Zimbabwe to stop cement imports by mid-2026
Zimbabwe expects to stop importing cement around the middle of next year as several major production facilities reach full operation, Industry and Commerce Minister Mangaliso Ndlovu said. The nation will then begin selling its extra output to neighboring countries, he added. Chinese-backed projects are driving the expansion, with Shuntai Investment preparing to launch a $120 million plant in Chegutu that will produce 800,000 tons annually. Nigerian billionaire Aliko Dangote is planning a $1 billion investment that includes another cement factory.

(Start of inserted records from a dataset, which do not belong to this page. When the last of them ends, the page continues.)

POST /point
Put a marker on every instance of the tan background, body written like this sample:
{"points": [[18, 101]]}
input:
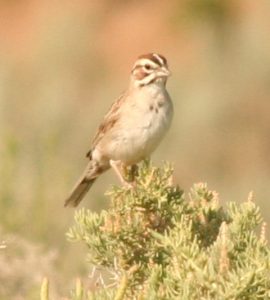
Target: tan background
{"points": [[62, 63]]}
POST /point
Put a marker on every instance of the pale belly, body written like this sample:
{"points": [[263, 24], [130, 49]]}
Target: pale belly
{"points": [[138, 140]]}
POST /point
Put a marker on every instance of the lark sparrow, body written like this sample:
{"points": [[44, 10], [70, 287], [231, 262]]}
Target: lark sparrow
{"points": [[133, 127]]}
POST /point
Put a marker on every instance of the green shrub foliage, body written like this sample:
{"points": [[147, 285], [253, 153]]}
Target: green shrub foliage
{"points": [[159, 243]]}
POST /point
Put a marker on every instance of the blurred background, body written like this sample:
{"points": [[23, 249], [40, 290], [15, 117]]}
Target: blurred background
{"points": [[62, 63]]}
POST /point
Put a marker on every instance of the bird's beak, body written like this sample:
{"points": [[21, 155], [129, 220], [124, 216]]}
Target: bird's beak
{"points": [[164, 72]]}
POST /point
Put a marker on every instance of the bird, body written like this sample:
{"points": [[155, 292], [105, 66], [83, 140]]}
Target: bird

Two plants that recently opened in Hwange are already supplying the domestic market with products made from coal ash and clinker. The government has been issuing import permits with volume caps to address shortages, but traders exhaust their quotas quickly because infrastructure and housing construction continue accelerating. A 30 percent tariff on foreign cement has failed to resolve supply problems as power outages and other challenges limit what existing manufacturers can produce.
Economists warned that high manufacturing expenses could prevent exports from succeeding. Cement costs $10 to $12.50 per 50-kilogram bag in Zimbabwe compared with $5.50 to $6.45 in Eswatini, Namibia, and Zambia. The minister suggested that switching from road haulage to rail transportation could lower prices and make local products competitive across the region.